Bremer Gericht schützt israelkritische Parolen

Das war wirklich eine faustdicke Überraschung! Wie der Weser Kurier am 26. April 2024 meldete, hat das Verwaltungsgericht Bremen in einem Eilverfahren entschieden, dass mehrere Verbotsauflagen, die das Ordnungsamt Bremen gegen die letzten Free-Gaza!-Demonstrationen erlassen hatte, rechtswidrig seien. Im Weser Kurier wird aus dem Urteil berichtet: „Wer auf Demonstrationen ‚Kindermörder Israel‘ ruft oder diese Parole als Banner trägt, macht sich nicht der Volksverhetzung strafbar. Es ist auch keine auch keine Störung des öffentlichen Friedens, geschweige denn eine Billigung oder gar Aufforderung zu Straftaten – es ist vielmehr eine vom Grundgesetz geschützte Wahrnehmung der Meinungs- und Versammlungsfreiheit.“

„Offensichtlich rechtswidrig'“ seien hingegen Auflagen der Innenbehörde, die sich gegen diese und andere Israel-feindliche Äußerungen richteten. Vor der ‚Demo gegen Waffenlieferungen nach Israel‘ am vorigen Sonnabend hatte das Ordnungsamt 17 verschiedene Auflagen gemacht. Danach sollten Kennzeichen und Symbole von Terrororganisationen wie der Hamas ebenso verboten sein wie die ‚Kindermörder‘-Parole. Aber auch Abbildungen des israelischen Staatsgebietes, ausgefüllt mit den Farben der palästinensischen Flagge, wurden untersagt. Verboten wurde schließlich der bereits vom Bundesinnenministerium als Hamas-typisch geächtete Slogan „From the river to the sea / Palestine will be free“.


Das gesamte 12-seitige Urteil hier.
Heute (27.04.2024) erscheint im Weser Kurier ein Doppelinterview zu dem Urteil Es äußern sich Murat Çelik (Schura) und Grigori Pantijelew (Jüdische Gemeinde) zur aktuellen Situation.


Geradezu sensationell an dem Urteil ist vor allem die Aufhebung des Verbots der Parole „Kindermörder Israel“. Wie der Weser Kurier berichtet, heiße es In der siebenseitigen Begründung des Gerichts, dass die Parole keineswegs nur ein antisemitisches Klischee sei. Es sei „nicht ausgeschlossen, dass hiermit nicht jüdische Menschen, sondern der Staat Israel als politischer Akteur gemeint ist“. Schließlich seien „im Rahmen des Krieges in Gaza auch Kinder zu Tode gekommen“. Das Gericht kritisierte damit deutlich die in der deutschen Medienöffentlichkeit üblich gewordene Auffassung, dass jede Kritik an der israelischen Regierung schon per se antisemitisch sei. 
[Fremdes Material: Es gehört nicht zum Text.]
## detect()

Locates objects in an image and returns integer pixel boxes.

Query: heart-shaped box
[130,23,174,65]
Erwirkt hatte das Urteil die Bremerin Ranya Dakkour in einem einstweiligen Rechtsschutzverfahren. Die Innenbehörde habe noch versucht, gegen die aufschiebende Wirkung der Klage vorzugehen, sei aber damit gescheitert. Die Grundrechte der Antragstellerin würden in diesem Einzelfall, so das Gericht, schwerer wiegen als die nach der Einschätzung der Versammlungsbehörde vorliegenden Gefahren für die öffentliche Sicherheit. 

Die Folge war, dass auf der Demo „Gegen Waffenlieferungen nach Israel“ am 20. April 2024 (14 Uhr ab Leibnizplatz) die vorher verbotenen Parolen gerufen werden durften – was auch lautstark geschah. Auf der Demonstration „Free Gaza! Free Palestine!“, die am gleichen Tag (Beginn 15.30 Uhr) – angemeldet und organisiert von der Palästinensischen Gemeinde Bremen – ab Hauptbahnhof stattfand, mussten die Verbotsauflagen des Ordnungsamtes jedoch eingehalten werden. Diese wurden wieder in voller Länge vorgelesen, und die Polizei überwachte wie üblich die Durchführung. 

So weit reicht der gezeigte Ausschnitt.